The Spaniards are not only intended to help alleviate the general shortage of staff: they are above all intended to relieve the many women on whom Swiss Post has had to rely for months. More than half of the 1,700 employees at the main post office – 900 to be exact – are women. Oberpostdirektor Kröpf: “Our work is often so difficult that we shouldn’t actually be harming women. Here now – mainly in the loading service at the station – the Spaniards are supposed to step in.”

Source:

Quote: Quoted from Ceren Türkmen. Original source: Local daily newspaper: Rheinische Post from 16.11.1962. Without page reference. Picture: pics.de

Author Bio:

Unknown journalist from the daily newspaper Rheinische Post.

Context:

The historiography of the guest worker discourse is usually described from hegemonic sources, as in this quote from the Rheinische Post, which focuses on the poor German of male labor migrants and at the same time represents the attitude widespread in West Germany in the 1960s that German women should not actually do paid work. While there has been migrant resistance since the beginning of "guest worker recruitment", it is only in the last two decades (e.g. with Feridun Zaimoğlu's book "Kanak Sprak. 24 Mißtöne vom Rande der Gesellschaft" from 1995) has been recognized in the mainstream.

Further Reading:

*Ceren Türkmen (2017).
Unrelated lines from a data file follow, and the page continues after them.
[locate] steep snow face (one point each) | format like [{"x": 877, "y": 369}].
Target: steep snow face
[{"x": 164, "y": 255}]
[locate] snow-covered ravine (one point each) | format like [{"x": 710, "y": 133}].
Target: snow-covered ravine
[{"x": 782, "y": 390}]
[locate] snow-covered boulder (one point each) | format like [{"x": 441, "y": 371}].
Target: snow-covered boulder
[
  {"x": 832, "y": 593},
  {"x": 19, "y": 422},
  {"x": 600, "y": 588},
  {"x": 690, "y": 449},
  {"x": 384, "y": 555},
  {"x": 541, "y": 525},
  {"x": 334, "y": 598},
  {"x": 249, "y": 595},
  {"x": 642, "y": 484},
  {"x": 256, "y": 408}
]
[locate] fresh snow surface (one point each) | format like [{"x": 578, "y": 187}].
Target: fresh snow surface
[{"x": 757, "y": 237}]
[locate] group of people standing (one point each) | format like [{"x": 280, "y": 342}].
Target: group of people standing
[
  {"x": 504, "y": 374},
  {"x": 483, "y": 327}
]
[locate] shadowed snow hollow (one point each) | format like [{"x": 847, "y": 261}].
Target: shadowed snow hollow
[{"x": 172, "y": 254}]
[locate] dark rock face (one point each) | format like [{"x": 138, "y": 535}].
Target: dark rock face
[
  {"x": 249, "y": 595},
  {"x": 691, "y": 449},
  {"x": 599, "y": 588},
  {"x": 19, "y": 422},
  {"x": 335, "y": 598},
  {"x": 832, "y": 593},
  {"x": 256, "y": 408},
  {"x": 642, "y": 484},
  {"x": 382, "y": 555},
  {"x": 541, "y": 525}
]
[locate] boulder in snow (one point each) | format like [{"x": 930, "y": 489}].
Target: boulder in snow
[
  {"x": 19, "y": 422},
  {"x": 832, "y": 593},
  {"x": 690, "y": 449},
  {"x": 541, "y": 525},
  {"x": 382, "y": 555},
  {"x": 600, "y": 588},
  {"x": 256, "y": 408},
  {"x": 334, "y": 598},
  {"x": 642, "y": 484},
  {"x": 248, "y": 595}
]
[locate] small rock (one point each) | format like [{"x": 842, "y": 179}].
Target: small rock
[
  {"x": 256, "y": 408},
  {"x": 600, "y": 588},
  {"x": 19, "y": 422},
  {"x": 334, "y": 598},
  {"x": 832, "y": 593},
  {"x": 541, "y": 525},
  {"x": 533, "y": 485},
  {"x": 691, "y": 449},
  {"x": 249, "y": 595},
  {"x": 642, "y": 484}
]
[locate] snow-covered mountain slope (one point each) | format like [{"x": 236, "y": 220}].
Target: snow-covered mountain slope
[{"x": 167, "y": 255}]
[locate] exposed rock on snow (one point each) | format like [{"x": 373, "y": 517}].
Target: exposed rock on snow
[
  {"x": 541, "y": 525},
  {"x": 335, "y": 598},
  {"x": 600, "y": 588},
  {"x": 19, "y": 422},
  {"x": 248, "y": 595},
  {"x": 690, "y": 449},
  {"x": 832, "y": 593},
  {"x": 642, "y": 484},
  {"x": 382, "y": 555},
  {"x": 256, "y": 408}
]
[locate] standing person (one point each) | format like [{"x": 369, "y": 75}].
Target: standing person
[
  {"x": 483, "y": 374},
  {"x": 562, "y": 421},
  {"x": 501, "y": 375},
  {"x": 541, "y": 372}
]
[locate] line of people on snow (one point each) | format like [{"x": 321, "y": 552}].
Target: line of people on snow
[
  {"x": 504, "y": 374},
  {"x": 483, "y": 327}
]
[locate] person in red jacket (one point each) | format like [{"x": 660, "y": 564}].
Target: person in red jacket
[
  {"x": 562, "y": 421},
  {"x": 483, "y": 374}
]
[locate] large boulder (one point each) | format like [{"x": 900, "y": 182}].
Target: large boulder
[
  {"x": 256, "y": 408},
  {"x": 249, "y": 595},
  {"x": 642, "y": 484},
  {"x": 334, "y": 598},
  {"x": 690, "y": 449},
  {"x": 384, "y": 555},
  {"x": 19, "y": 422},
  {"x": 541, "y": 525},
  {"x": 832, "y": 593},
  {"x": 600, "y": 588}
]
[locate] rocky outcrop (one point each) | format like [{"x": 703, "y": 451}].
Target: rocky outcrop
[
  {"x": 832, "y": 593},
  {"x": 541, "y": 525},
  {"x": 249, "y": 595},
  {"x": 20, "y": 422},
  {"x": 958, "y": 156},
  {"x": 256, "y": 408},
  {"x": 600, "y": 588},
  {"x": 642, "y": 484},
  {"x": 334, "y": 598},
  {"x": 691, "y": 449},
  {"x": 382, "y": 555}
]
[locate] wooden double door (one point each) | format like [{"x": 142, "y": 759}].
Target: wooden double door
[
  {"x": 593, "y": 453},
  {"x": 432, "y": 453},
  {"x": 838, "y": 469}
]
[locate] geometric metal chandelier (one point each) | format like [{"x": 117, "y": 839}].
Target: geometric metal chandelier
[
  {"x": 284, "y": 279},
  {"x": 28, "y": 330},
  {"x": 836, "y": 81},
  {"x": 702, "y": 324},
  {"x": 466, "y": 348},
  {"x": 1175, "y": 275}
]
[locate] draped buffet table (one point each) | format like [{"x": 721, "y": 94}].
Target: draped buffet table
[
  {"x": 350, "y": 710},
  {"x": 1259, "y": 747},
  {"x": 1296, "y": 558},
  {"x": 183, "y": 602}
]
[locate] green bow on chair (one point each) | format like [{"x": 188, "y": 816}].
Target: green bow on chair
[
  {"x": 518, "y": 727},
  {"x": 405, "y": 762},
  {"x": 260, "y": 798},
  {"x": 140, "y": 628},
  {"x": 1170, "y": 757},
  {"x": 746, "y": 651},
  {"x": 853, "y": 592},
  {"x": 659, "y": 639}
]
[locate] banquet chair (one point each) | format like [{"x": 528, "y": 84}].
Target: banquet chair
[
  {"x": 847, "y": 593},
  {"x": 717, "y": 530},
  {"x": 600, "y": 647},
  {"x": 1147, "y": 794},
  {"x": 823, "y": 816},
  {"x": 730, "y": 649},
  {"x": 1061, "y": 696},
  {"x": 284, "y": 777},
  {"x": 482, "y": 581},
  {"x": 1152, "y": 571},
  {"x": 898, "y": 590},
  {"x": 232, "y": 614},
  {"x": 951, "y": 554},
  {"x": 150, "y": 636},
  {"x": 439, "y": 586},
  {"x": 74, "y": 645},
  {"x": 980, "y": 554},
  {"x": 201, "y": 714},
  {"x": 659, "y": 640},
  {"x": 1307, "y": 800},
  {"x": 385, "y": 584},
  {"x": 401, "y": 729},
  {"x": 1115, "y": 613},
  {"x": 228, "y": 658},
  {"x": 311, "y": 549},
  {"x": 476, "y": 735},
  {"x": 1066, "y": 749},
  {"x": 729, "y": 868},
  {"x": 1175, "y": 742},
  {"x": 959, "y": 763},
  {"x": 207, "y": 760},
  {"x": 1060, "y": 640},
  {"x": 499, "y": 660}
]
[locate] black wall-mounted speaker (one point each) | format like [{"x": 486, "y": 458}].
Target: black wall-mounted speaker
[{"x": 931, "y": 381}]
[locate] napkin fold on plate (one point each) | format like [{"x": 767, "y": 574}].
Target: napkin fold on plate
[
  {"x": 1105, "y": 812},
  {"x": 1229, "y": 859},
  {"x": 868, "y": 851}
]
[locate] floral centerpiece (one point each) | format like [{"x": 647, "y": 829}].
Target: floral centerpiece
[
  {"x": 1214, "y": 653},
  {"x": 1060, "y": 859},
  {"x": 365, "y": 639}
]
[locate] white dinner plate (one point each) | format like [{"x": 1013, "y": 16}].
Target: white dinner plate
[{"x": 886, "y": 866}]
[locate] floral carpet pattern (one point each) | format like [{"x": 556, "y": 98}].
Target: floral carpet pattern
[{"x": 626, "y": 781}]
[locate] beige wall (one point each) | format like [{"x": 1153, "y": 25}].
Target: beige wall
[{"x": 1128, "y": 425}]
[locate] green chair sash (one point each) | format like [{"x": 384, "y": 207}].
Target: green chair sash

The history of guest labor between migration regime, state and communal liberation. In glokal: Connecting the Dots. Learning from the history(ies) of oppression and resistance. *Ceren Türkmen (2011): Discontinuity and coherence. Guest worker migration and the organization of the division of labour in Germany. In: Jane Angerjärv, Hella Hertzfeldt (eds.): Gender - Migration - Integration. Manuscripts 94, Berlin, pp. 51-65.